The Federal Aviation Administration has awarded $970 million to airports across the United States in the latest and final round of Airport Terminal Program funding, giving major hubs and smaller regional airports a fresh wave of projects aimed at improving how travelers move through terminals. For U.S. passengers, the headline is not just about children’s play areas or mothers’ rooms. It is also about more gates, smoother baggage handling, upgraded restrooms, better passenger flow and fewer aging bottlenecks at airports that are already under pressure from resilient domestic demand.
The May 18 announcement covers 133 grants in 45 states through the Infrastructure Investment and Jobs Act’s Airport Terminal Program, a five-year initiative that set aside $1 billion annually from 2022 through 2026 for terminal-related improvements. FAA materials describe this year as the fifth and final round of the program, which means airports are now moving from grant awards toward delivery on a long list of modernization projects that directly affect the passenger experience.
What the new funding covers
Federal officials framed the package as a family-friendly airport push, and some projects fit that description very clearly. Boston Logan, for example, received funding to renovate four Kidports play areas, while Palm Beach International is set to expand Concourse B with new restrooms, mothers’ rooms and a sensory room. Tupelo Regional in Mississippi is getting a family-focused screening lane, and several smaller airports will add family restrooms, children’s play spaces or upgraded hold rooms.
But the grant list shows that the bigger story for the U.S. travel market is broader terminal functionality. Orlando International received $33 million to modernize public restrooms in Terminal Concourses 1 and 3. Miami International was selected for $30 million tied to the reconstruction of Concourse K, including six additional boarding gates and hold rooms. Detroit Metropolitan received $26.4 million to replace about 20 passenger boarding bridges and associated ground power units. Philadelphia International said its own $17.568 million award will support a baggage makeup expansion for Terminals D and E, where airport officials say existing capacity is running well below current demand.

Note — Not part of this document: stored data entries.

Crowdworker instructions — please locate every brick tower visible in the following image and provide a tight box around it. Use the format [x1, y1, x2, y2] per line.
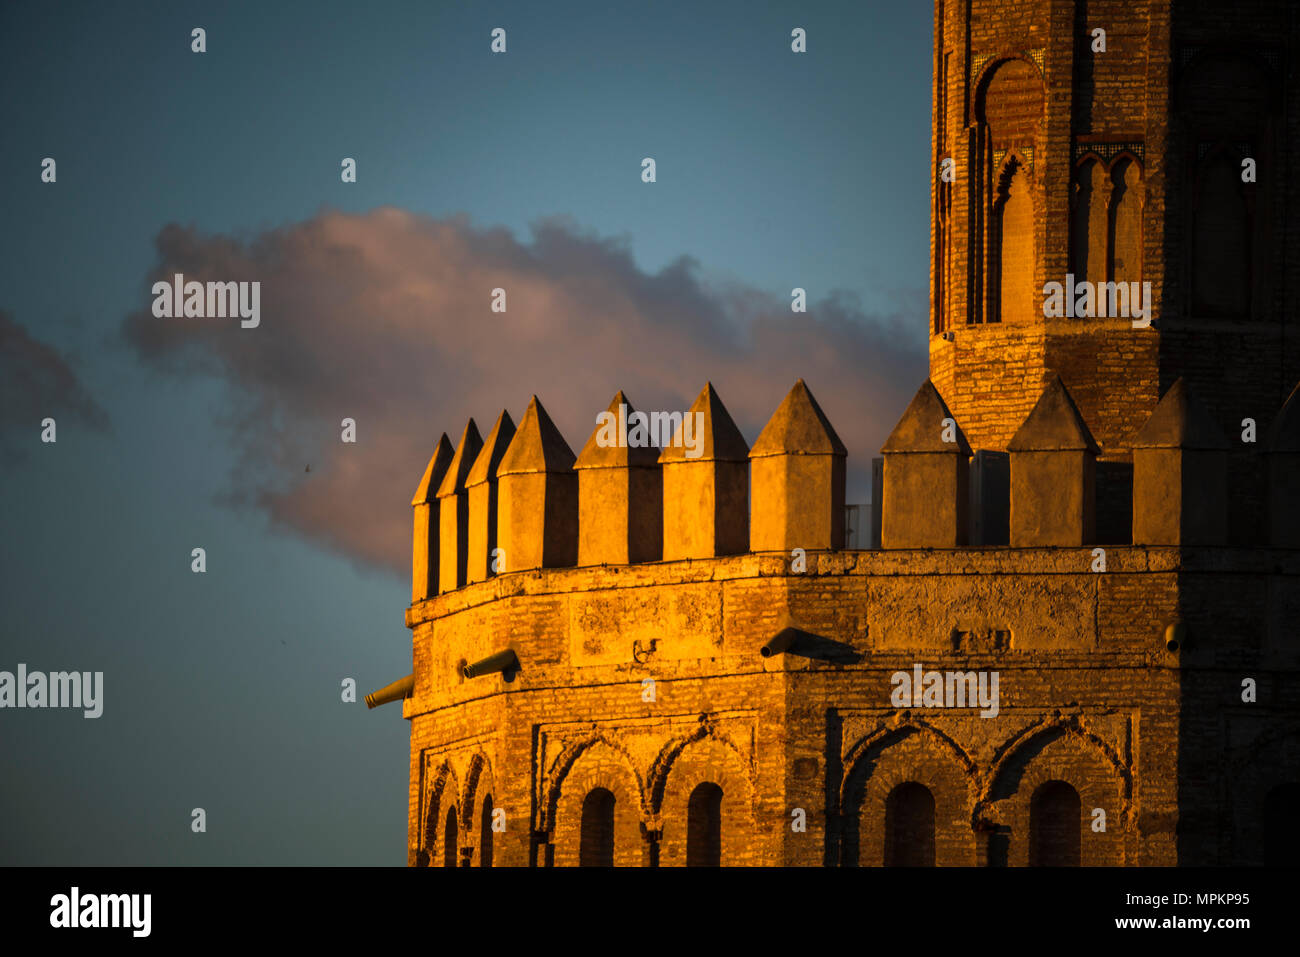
[370, 1, 1300, 868]
[930, 0, 1300, 544]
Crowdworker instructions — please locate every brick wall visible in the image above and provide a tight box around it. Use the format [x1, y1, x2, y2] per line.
[401, 548, 1300, 866]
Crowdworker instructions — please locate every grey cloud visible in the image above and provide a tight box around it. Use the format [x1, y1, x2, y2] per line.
[122, 208, 926, 574]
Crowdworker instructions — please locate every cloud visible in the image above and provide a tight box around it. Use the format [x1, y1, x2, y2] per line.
[0, 310, 109, 464]
[123, 209, 926, 575]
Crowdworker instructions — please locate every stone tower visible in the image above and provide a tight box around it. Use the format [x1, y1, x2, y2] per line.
[930, 0, 1300, 543]
[370, 1, 1300, 868]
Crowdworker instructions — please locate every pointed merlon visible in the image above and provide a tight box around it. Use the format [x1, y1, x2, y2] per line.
[1267, 380, 1300, 452]
[436, 419, 485, 498]
[658, 382, 750, 463]
[750, 379, 847, 458]
[881, 379, 971, 455]
[750, 380, 847, 550]
[498, 396, 576, 475]
[466, 410, 517, 487]
[1007, 374, 1099, 453]
[659, 383, 749, 558]
[411, 433, 455, 506]
[412, 432, 455, 602]
[1131, 378, 1228, 546]
[1131, 379, 1229, 450]
[575, 391, 661, 469]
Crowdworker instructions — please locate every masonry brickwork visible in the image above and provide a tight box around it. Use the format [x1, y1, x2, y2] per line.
[382, 0, 1300, 866]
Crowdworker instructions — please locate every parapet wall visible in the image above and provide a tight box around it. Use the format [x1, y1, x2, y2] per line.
[407, 546, 1300, 699]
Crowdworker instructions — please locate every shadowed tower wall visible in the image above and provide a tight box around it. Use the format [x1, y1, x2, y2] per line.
[930, 0, 1300, 543]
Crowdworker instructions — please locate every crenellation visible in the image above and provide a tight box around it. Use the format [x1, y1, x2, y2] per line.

That matters because many airport pain points are not dramatic enough to make national headlines, yet they shape trips every day. Delays around gate availability, cramped hold rooms, outdated baggage systems, broken elevators, narrow checkpoints and worn restrooms can all add friction to a journey even when an airline is operating on time. This funding wave is aimed squarely at those operational weak spots.
Why this matters for the U.S. travel market
For the American travel market, the timing is important. Airlines and airports are entering another busy summer with domestic demand still doing most of the heavy lifting for the industry. At the same time, many U.S. terminals are still trying to catch up after years of traffic recovery, uneven capital spending and shifting airline networks. The FAA’s own Airport Terminal Program guidance says the funding is intended to address aging infrastructure while improving safe, sustainable and accessible terminals.
Because large hub airports can receive up to 55% of total program funding under the FAA’s framework, the grants also matter well beyond the local markets where they are awarded. Improvements at places such as Orlando International, Miami International, Boston Logan and Philadelphia International affect connecting flows, airline turnaround efficiency and the experience of millions of domestic and international passengers.
There is also a commercial angle. Better terminals help airports compete for service, especially where projects add gates, improve baggage capacity, modernize security areas or make facilities easier to use for families and travelers with accessibility needs. In a market where airlines remain disciplined about where they add capacity, airports that can process passengers more efficiently have a better chance of supporting growth without making congestion worse.
What travelers should expect next
Passengers should not assume these upgrades will transform summer 2026 travel overnight. Most of the grants support multi-phase projects, renovations or equipment replacements that will play out over time. In some cases, construction itself can temporarily create inconvenience before the payoff arrives. But the new awards give travelers a clearer view of where airport operators are placing their bets: fewer chokepoints, more resilient terminal infrastructure and more attention to how families and other everyday passengers actually experience an airport.
That makes this funding round more significant than the family-friendly branding alone suggests. The list includes visible comfort upgrades, but it also channels money into the less glamorous systems that determine whether an airport feels orderly or strained. For U.S. travelers, that is the real takeaway. The next phase of airport competition is not only about adding flights; it is also about whether terminals can keep up with the people already moving through them.